比CPython还快5倍的google实现 <- 中国开发网

http://code.google.com/p/unladen-swallow/

ProjectPlan
Plans for optimizing Python
NB: all cited papers are linked on RelevantPapers.

Goals

We want to make Python faster, but we also want to make it easy for large, well-established applications to switch to Unladen Swallow.

Produce a version of Python at least 5x faster than CPython.
Python application performance should be stable.
Maintain source-level compatibility with CPython applications.
Maintain source-level compatibility with CPython extension modules.
We do not want to maintain a Python implementation forever; we view our work as a branch, not a fork.
Overview

In order to achieve our combination of performance and compatibility goals, we opt to modify CPython, rather than start our own implementation from scratch. In particular, we opt to start working on CPython 2.6.1: Python 2.6 nestles nicely between 2.4/2.5 (which most interesting applications are using) and 3.x (which is the eventual future). Starting from a CPython release allows us to avoid reimplementing a wealth of built-in functions, objects and standard library modules, and allows us to reuse the existing, well-used CPython C extension API.

The majority of our work will focus on speeding the execution of Python code, while spending comparatively little time on the Python runtime library. Our long-term proposal is to replace CPython's custom virtual machine with a JIT built on top of LLVM, while leaving the rest of the Python runtime relatively intact. We have observed that Python applications spend a large portion of their time in the main eval loop. In particular, even relatively minor changes to VM components such as opcode dispatch have a significant effect on Python application performance. We believe that compiling Python to machine code via LLVM's JIT engine will deliver large performance benefits.

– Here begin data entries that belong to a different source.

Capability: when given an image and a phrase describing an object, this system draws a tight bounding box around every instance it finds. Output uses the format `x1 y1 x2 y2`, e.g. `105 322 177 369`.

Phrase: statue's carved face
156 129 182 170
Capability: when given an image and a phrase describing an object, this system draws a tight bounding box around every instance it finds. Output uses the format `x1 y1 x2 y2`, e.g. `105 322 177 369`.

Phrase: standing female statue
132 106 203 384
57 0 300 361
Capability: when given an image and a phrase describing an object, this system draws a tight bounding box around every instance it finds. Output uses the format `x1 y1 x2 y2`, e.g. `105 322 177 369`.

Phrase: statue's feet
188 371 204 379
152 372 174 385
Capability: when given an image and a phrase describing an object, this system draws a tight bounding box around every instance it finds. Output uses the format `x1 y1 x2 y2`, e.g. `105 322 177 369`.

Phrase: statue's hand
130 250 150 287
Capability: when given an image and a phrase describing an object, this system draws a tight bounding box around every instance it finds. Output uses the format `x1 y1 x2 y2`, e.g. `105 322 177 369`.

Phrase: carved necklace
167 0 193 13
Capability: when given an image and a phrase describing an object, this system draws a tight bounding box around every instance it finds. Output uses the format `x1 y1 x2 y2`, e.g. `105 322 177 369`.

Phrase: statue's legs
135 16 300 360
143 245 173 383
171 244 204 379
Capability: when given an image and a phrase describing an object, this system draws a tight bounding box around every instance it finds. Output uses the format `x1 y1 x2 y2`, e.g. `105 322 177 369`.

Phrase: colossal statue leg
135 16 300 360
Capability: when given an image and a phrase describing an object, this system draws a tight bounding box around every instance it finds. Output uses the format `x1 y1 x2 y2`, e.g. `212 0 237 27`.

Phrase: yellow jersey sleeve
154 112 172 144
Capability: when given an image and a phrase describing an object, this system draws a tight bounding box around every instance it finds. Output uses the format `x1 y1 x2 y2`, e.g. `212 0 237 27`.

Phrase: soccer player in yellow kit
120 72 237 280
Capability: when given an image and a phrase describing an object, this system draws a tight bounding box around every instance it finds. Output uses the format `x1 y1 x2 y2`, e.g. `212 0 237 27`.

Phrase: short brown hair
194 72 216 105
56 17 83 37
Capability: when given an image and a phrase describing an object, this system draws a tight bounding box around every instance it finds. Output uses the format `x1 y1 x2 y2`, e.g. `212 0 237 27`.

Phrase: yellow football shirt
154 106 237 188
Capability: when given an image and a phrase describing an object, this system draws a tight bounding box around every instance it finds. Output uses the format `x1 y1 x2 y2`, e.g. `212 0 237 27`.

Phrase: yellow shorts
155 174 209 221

Some of the obvious benefits:

Moving to a JIT will also allow us to move Python from a stack-based machine to a register machine, which has been shown to improve performance in other similar languages (Ierusalimschy et al, 2005; Shi et al, 2005).
Eliminating the need to fetch and dispatch opcodes should alone be a win, even if we do nothing else. See http://bugs.python.org/issue4753 for a discussion of CPython's current sensitivity to opcode dispatch changes.
The current CPython VM opcode fetch/dispatch overhead makes implementing additional optimizations prohibitive. For example, we would like to implement type feedback and dynamic recompilation ala SELF-93 (Hölzle, Chambers and Ungar, 1992), but we feel that implementing the polymorphic inline caches in terms of CPython bytecode would be unacceptably slow.
LLVM in particular is interesting because of its easy-to-use codegen available for multiple platforms and its ability to compile C and C++ to the same intermediate representation we'll be targeting with Python. This will allows us to do inlining and analysis across what is currently a Python/C language barrier.
With the infrastructure to generate machine code comes the possibility of compiling Python into a much more efficient implementation. For example, take the snippet

for i in range(3):
foo(i)
This currently desugars to something like

$x = range(3)
while True:
try:
i = $x.next()
except StopIteration:
break
foo(i)
Once we have a mechanism to know that range() means the range() builtin function, we can turn this into something more akin to

for (i = 0; i < 3; i++)
foo(i)
in C, possibly using unboxed types for the math. We can then unroll the loop to yield

foo(0)
foo(1)
foo(2)
We intend to structure Unladen Swallow's internals to assume that multiple cores are available for our use. Servers are only going to acquire more and more cores, and we want to exploit that to do more and more work in parallel. For example, we would like to have a concurrent code optimizer that applies increasingly-expensive (and beneficial!) optimizations in parallel with code execution, using another core to do the work. We are also considering a concurrent garbage collector that would, again, utilize additional cores to offload work units. Since most production server machines are shipping with between 4 and 32 cores, we believe this avenue of optimization is potentially lucrative. However, we will have to be sensitive to the needs of highly-parallel applications and not consume extra cores blindly.

Milestones

Unladen Swallow will be released every three months, with bugfix releases in between as necessary.

2009 Q1

Q1 will be spent making relatively minor tweaks to the existing CPython implementation. We aim for a 25-35% performance improvement over our baseline.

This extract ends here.